Warm and dry trend likely to linger through February

Temperate winter temperatures with trace precipitation may very well be the bellwether of spring.

Chuck Baker, meteorologist with the National Weather Service office in Riverton, said early spring is showing a dry, warm pattern.

“We could see a drought raising its ugly head as we go into spring,” Baker said.

Generally, there has been a high pressure ridge over the West pushing a major trough through the Midwest region. The result has been abnormally cold temperatures in the eastern United States and abnormally warm temperatures in western U.S., Baker said. Northwest winds from Alaska and the Yukon are funneling cold into the upper Midwest, northern Plains and Great Lakes. Downslope winds from the Alberta, Canada, and the Rocky Mountains are creating warm winds in northern Wyoming.

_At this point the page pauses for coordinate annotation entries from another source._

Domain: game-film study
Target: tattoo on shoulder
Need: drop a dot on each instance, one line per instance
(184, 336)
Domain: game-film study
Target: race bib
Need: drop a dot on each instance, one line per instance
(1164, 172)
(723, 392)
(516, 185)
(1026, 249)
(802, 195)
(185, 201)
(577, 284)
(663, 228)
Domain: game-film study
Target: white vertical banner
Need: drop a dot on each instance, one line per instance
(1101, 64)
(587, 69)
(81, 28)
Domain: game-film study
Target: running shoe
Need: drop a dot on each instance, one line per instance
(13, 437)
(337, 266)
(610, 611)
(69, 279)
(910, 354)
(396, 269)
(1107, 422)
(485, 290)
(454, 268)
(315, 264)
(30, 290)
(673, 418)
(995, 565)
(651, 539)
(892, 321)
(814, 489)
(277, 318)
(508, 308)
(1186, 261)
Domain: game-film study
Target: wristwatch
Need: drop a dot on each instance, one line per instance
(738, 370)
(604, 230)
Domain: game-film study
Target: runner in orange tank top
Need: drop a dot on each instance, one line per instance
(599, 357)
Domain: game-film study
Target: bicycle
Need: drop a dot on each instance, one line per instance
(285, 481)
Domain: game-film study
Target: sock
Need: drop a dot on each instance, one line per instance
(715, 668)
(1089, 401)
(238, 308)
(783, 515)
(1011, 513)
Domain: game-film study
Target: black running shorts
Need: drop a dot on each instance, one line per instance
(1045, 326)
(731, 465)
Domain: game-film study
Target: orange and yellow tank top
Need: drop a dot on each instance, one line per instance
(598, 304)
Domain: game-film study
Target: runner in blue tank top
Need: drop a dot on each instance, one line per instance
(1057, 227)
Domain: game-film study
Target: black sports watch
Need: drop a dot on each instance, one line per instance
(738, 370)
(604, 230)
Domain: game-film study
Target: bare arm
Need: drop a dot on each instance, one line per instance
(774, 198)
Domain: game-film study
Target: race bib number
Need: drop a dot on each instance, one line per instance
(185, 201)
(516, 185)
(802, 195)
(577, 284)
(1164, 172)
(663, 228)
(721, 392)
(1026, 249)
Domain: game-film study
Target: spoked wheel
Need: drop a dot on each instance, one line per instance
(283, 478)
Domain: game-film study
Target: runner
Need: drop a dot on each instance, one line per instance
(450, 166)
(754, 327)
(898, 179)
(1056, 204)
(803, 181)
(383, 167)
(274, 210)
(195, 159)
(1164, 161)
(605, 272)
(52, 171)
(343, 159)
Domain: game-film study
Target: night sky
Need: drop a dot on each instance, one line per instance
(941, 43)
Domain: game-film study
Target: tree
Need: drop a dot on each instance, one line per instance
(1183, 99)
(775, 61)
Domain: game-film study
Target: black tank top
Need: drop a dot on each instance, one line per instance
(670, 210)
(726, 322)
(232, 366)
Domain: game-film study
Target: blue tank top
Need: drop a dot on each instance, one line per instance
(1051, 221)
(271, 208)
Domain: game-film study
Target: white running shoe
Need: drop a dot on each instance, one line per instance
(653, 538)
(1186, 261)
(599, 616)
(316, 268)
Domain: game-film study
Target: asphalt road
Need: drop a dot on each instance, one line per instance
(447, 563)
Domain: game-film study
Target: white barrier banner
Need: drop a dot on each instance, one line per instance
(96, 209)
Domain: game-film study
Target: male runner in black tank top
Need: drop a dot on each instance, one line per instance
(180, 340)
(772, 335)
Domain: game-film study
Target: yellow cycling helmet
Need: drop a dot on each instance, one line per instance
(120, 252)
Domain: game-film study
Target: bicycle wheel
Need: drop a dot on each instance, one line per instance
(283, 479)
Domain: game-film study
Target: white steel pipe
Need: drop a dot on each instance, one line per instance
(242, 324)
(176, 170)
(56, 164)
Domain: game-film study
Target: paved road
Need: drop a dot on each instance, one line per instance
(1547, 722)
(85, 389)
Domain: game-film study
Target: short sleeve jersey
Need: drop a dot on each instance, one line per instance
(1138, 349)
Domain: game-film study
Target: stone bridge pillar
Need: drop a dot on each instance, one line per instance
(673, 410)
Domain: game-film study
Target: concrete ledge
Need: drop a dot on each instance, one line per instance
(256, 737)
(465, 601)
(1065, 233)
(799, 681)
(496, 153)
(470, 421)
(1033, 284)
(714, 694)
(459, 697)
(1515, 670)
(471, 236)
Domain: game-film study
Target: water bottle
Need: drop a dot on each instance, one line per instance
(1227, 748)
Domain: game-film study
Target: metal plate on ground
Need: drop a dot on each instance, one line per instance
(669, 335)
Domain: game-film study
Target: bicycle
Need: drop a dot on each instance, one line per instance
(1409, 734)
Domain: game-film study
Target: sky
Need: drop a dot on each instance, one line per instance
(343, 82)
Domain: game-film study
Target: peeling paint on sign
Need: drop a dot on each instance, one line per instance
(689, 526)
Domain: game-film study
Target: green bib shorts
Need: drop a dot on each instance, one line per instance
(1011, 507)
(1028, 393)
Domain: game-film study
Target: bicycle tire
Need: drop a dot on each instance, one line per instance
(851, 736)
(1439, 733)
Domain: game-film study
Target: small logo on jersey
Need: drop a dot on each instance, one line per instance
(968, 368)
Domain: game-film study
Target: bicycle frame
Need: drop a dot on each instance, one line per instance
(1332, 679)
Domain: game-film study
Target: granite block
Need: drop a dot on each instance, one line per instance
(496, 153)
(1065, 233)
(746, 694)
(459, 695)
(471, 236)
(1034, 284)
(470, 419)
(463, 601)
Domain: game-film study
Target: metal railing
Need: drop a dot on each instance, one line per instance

Sheep enjoy the warmer temperatures outside of Powell last week. Cody News Co. photo by Toby Bonner
“It’s typically called the February thaw,” Baker said.

January 2016 saw zilch precipitation over in Powell; the average is 0.22 inches.

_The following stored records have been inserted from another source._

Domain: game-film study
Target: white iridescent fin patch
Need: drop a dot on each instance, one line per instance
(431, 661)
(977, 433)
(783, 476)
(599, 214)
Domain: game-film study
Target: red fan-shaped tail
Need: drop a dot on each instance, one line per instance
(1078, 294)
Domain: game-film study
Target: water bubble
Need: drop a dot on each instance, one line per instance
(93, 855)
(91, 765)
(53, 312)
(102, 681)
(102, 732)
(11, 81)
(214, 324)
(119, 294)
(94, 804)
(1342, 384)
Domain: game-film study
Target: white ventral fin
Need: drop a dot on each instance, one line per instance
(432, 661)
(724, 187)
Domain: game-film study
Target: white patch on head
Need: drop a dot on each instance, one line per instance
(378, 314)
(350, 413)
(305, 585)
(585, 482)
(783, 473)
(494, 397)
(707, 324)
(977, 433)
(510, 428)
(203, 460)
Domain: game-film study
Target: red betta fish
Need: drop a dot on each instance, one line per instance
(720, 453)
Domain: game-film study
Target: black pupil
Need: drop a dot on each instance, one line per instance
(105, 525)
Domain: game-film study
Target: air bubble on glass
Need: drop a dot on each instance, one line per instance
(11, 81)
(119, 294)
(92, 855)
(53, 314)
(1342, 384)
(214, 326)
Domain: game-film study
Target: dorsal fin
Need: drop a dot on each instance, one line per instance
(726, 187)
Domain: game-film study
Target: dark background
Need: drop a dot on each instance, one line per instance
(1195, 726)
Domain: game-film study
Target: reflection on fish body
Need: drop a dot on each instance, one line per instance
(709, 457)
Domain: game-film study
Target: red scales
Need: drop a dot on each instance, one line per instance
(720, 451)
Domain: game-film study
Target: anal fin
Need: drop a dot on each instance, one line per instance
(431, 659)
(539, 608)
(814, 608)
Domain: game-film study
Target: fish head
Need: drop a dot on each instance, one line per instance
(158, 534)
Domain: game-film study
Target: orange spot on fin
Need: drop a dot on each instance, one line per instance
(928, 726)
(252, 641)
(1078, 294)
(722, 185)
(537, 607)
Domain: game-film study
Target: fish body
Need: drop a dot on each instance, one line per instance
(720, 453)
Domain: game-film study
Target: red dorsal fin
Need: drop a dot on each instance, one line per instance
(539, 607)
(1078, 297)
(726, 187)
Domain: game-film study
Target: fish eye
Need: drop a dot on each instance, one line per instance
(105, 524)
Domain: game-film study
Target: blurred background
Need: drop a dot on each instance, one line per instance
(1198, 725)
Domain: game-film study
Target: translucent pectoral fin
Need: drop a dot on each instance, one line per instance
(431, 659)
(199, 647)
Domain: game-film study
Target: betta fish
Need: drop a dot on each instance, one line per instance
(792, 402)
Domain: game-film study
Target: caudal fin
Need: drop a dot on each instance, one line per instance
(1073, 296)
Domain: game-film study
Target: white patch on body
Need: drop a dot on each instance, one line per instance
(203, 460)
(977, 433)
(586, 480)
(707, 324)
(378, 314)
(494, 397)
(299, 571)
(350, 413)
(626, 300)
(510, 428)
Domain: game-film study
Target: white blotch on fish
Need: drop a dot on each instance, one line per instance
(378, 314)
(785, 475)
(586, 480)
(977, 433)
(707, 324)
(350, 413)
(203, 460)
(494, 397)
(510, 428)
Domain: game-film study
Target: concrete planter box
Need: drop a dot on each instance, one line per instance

No measurable precipitation has been reported thus far in February, but some areas have seen some small amounts of precipitation in the Big Horn Basin. The February average is 0.13 inches.

There is a chance of showers Thursday, but more than likely it will be confined to the Big Horn and Absaroka mountains, Baker said.

In the meantime, keep the sunblock handy while catching some rays.

“The mild temperatures look to be continuing until at least the end of the month,” Baker said.

A moderate El NiƱo could effect the winter/spring transition, making Wyoming warmer and drier on the east side of the Continental Divide, he said.

Still, he added that the area could very well experience a cold spell the end of this month and into March.

GO WITH THE FLOW
According to the Water Resources Data System from the University of Wyoming, Shoshone Basin’s snow water equivalent was 87 percent of average on Monday, with the Big Horn Basin at 70 percent.

Things are dry in the Big Horn Basin, although the U.S. Bureau of Reclamation predicts spring inflow to Buffalo Bill Reservoir will be greater than its neighboring reservoirs to the north and south.

• April through July inflow for Buffalo Bill Reservoir from the Shoshone River is forecast at 570,000 acre-feet. That's 83 percent of the 30-year average of 686,300 acre-feet. As of Feb. 1, Buffalo Bill had 426,588 acre-feet of water in storage, making it 66 percent full.

• April through July inflow for Big Horn Lake from the Big Horn River was forecast at 596,200 acre-feet. That's a little more than half of the 30-year average of 1.11 million acre-feet. As of Feb. 1, Big Horn Lake had 870,379 acre-feet in storage, making it 85 percent full.
 • April through July inflow for Boysen Reservoir from the Wind River was forecast at 350,000 acre-feet, which is 64 percent of the 30-year average of 548,300 acre-feet. Boysen had 585,743 acre-feet of water at the start of the month, the Bureau of Reclamation says, making it 79 percent full.